Want to read papers, and eventually do research in GR? then you will be gated by your math if you don't learn some of these things. It may not be a computational aspect of it, but more so a "how is this connected to what i know". If this is the path you want to take, well, you have two options:
1) Struggle with the ideas now, forget them for the most part, but have some better intuition when discussing ideas with colleagues.
2) Have no idea when the topic is being discussed or brought up in a paper, having to go home and expecting to be able to discuss it in detail the next week.

If you have time, I'd go with option 1).

 

[pervect]

Parallel transport and basis vectors are fundamental.

The others are all good to know, but you don't have to know them right away.

 

[kent davidge]

Parallel transport and basis vectors are fundamental.

Is parallel transport more fundamental than other types of transport? Like Fermi-Walker transport.

 

[pervect]

Is parallel transport more fundamental than other types of transport? Like Fermi-Walker transport.

In my opinion, yes. Parallel transport defines geodesic (geodesics are curves that parallel transport their tangent vectors), and the covariant derivative, both of which are vital.

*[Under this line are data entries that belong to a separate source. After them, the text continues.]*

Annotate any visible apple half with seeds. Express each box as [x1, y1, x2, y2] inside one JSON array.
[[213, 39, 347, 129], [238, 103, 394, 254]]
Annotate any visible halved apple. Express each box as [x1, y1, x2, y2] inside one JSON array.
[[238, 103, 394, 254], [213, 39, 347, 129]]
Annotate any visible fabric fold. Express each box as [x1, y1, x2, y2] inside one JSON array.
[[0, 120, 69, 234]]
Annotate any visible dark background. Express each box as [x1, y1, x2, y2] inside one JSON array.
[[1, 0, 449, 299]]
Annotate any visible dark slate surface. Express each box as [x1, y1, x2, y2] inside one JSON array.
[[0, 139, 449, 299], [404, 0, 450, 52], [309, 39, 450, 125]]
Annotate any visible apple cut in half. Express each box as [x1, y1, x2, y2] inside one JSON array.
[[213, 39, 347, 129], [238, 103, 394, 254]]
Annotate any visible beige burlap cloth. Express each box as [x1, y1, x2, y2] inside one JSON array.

Pre-requisite concepts are the notion of a vector (as far as I know, you can't talk about transporting vectors until you know what they are, though I can't rule out the possibility of some alternative that I've never studied), and the notion of a connection. Picking out a specific connection is also needed to make parallel transport unique. Any connection defines some notion of parallel transport and thus some notion of geodesics. Using the Levi-Civita connection makes geodesics curves of extremal length. It remains then to show that the Levi-Civita connection is the unique torsion free connection that is metric compatible (and to define metric compatible).

Fermi-walker transport isn't stressed as much, it's important for Fermi-normal coordinates. While Fermi-normal coordaintes are not tyhpically stressed, I find them very useful in providing physical interpretations of the math and as a way to define the notion of "an observer".

 

[kent davidge]

to define the notion of "an observer"

what is the more natural coordinate system used by an observer? if any..

 

[pervect]

what is the more natural coordinate system used by an observer? if any..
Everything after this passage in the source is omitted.